Tidymodel prediction workflows inside databases with orbital and Snowflake

Transcript#

This transcript was generated automatically and may contain errors.

Hi, everyone. Happy almost Thanksgiving. Welcome to this month's installment of Data Science Workflows with Posit Team. For those of you who haven't met me, this is my first time giving one of these demos, so probably all of you. I'm Nick Pelican. I'm a senior solution architect here at Posit. I'm here to tell you about one of the coolest R packages I've seen yet, and that's orbital.

So to lay out today's agenda, I'm going to give you a quick introduction to tidymodels , orbital, and then I'm going to show you how you can use it in your own R modeling workflows. Let's get started.

What is orbital?

First up, what is orbital? Orbital is an incredible package. It was introduced at this year's PositConf. I'd highly encourage you to go check out the talks. They're now available on YouTube. Emil Hviefelt from the tidymodels team gave that talk.

The goal of orbital is to enable running predictions of tidymodels workflows directly inside databases. So what you can think of is kind of almost like a three-step process. First up, use the tidymodels tools that you're familiar with to create an R model. You can use tools like Recipes, Parsnip to create that model, and then use orbital. And what orbital does is it takes all the steps of that tidymodel and converts it into SQL that a database like Snowflake can understand.

You can then use Snowflake, use any other database to either run the predictions of that model, or you can actually use that SQL to then actually deploy the model directly to Snowflake or any other database as a native object.

Just a quick refresher for those of you who aren't familiar with workflows or maybe haven't used it in a while. Workflows is a part of the tidymodels package, tidymodels universe. And what it lets you do is bundle together your data pre-processing steps, your modeling steps, and post-processing steps into one R object. So you can combine all the things that are needed to run your model, that can feature engineering, model fitting, post-processing, into a single portable R object.

And the secret sauce of orbital is that it does that conversion over the entire workflow object. So it'll convert all of your feature engineering steps. It'll convert your model fitting steps. It'll convert basically anything that you can fit into workflows. You can put into orbital, and then that'll turn it into SQL that can be then run on a database.

Why use orbital?

You might be asking yourself, why would I use orbital? Why would I want to put my model fitting into a database?

Number one, putting your model fitting in your database allows you to share your models with anyone super easily. Because you're taking these models, converting them to SQL, what you're doing is you're putting them into a language that your database can understand, and you're putting them into a language that basically almost anyone can access. So if you can take that model, you can take your model, turn it using orbital into SQL, deploy it onto Snowflake, anyone else on your team, whether they're using something like Python, or whether they're using something that doesn't use code at all, something like Power BI, can now access the outputs of your model.

And number two, probably most importantly, it makes your model really, really, really, really, really fast. One of the really cool things about databases is they have a ton of compute power behind them. They're really good at doing things like feature engineering, like data preprocessing. And especially because your data is already there, one of the things that fitting your models directly in the databases does is it removes the step of having to download data onto a different machine, download it onto an R machine. Instead, the model fitting can be done directly in the database, which tends to make that make the model fitting incredibly fast.

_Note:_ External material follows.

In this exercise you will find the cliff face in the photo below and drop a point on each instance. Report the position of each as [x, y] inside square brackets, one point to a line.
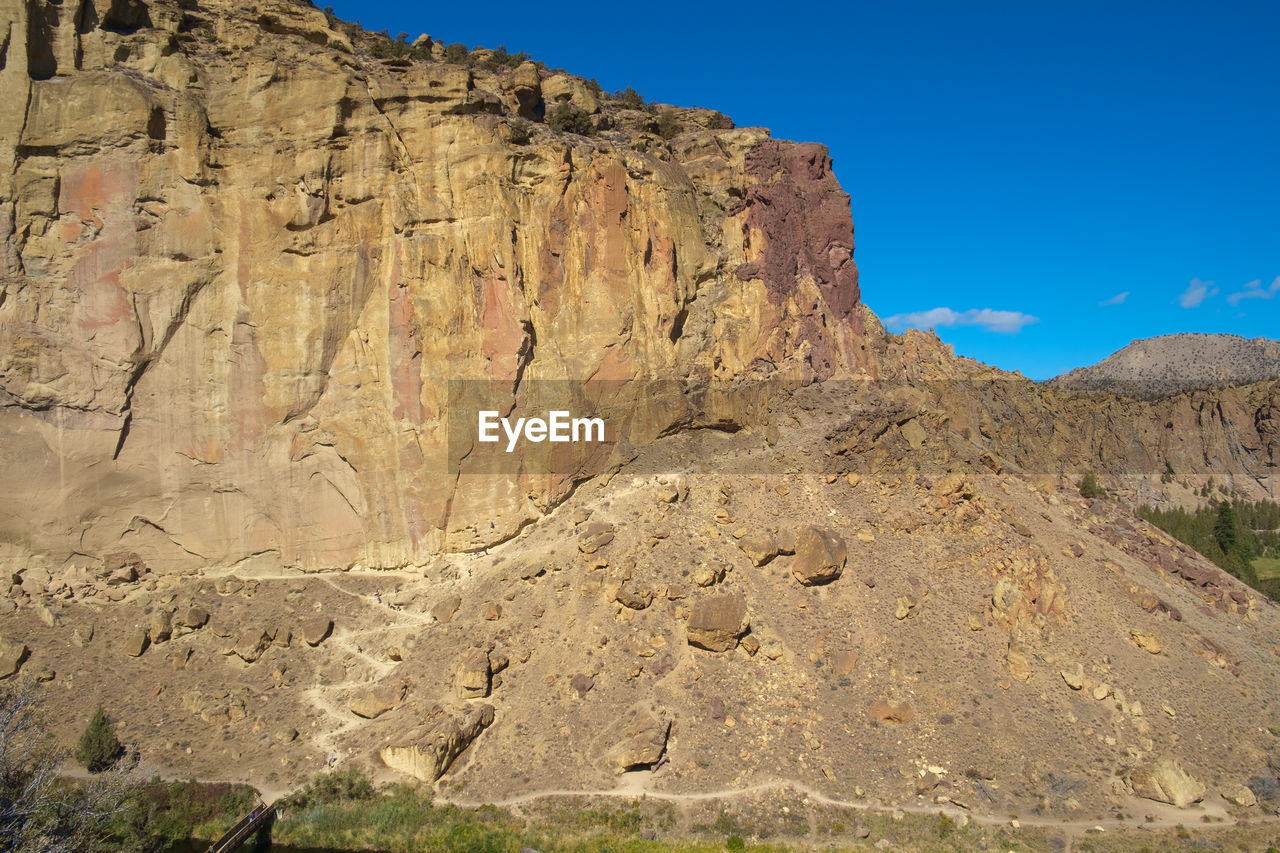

And number two, probably most importantly, it makes your model really, really, really, really, really fast. One of the really cool things about databases is they have a ton of compute power behind them. They're really good at doing things like feature engineering, like data preprocessing.

That was running my model against all 2.3 million rows of that table, and it ran in about two seconds. Orbital, one of the coolest things about orbital is how fast it is.

Let's take a look at what those predictions look like. So I'm accessing the predictions table that I just built. And those are the predictions again, running directly in Snowflake. That predictions table exists in Snowflake. It's already there.

And let's take a look at actually how many predictions just happened. So what I'm going to do is I'm going to use the count function. Again, we've got 2.3 million predictions that just happened in about two seconds.